We stuck hard and fast. I remember I gave Joseph my Tales of the City paperback to read – it was a small, odd paperback edition I’d found at B Dalton’s on Hollywood Boulevard before many people outside of San Francisco even knew of Anna Madrigal and Mouse. I thought he’d like it; I wanted him to like it.

I remember we went everywhere fast. Camaro fast. His Camaro with the racing stripes and spoiler fast. So much chrome you had to squint. Rock & roll so loud you had to shout. We even tore upstate and spent a weekend at his parents in the quiet ranch house he still considered home. It was a town called Hanford, famous only because of a radio station that was on a Journey album cover. We spent the night in the twin bed of the bedroom he grew up in. He laughed in my ear and covered my mouth when I came because his parents were asleep in the next room.

I thought it was funny that I’d left the Midwest and ended up falling for a small town boy who liked Foreigner and Boston, working on cars and drinking beer and eating pizza and playing pool. Thing is, he had moved from Hanford to live in a gay city. I was gay and living in a city. There was a difference. We burned out fast too, and not too long after we had cooled to friends.

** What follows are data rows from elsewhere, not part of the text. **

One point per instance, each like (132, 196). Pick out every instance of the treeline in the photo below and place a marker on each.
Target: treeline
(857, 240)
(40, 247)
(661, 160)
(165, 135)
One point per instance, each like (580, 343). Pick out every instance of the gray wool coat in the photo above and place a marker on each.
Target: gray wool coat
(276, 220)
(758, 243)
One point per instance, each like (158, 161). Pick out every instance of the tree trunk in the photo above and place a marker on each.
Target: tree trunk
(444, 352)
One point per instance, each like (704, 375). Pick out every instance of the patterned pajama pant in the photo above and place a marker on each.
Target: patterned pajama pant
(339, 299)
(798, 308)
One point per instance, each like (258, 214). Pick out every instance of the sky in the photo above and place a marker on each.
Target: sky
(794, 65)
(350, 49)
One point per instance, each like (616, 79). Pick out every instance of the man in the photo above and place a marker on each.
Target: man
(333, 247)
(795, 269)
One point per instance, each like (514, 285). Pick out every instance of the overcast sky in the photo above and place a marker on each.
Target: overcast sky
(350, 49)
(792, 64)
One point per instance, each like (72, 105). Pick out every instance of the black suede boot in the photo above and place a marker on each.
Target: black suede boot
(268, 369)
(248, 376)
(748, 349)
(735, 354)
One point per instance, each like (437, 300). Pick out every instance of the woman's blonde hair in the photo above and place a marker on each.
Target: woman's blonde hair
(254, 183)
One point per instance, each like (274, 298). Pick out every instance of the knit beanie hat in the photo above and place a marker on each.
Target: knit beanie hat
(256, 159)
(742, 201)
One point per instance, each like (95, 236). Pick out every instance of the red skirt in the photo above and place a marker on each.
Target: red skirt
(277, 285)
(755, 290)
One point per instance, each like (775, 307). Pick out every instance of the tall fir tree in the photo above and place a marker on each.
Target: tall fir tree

Eventually, Joseph grew distant, a small town rock song fading into my recent past. Messages weren’t returned. Rumors of illness rolled around. He was no longer seen playing pool at the Mother Lode.

Deb called me one day. “Joseph’s gone,” and silence clear and cloudy went by until I asked, “How?”

"He had a shunt. He microwaved all his meds and injected them. I didn’t know until…” Deb’s voice trailed off. I waited.

“His parents came down and threw everything into trash bags. Everything. His mom wore rubber gloves and screamed at the landlord to get out. He saw my phone number taped on the fridge and swiped it hoping I was a friend. The landlord was in tears when he called.”

Clear and cloudy. I wondered if Joseph had read the book. I didn’t think so. I wish he had. I think he would’ve waited around for the second one.

Cloudy and clear. The relationship crystal from Joseph. All these years later the crystal is still by my bedside. No one knows but me.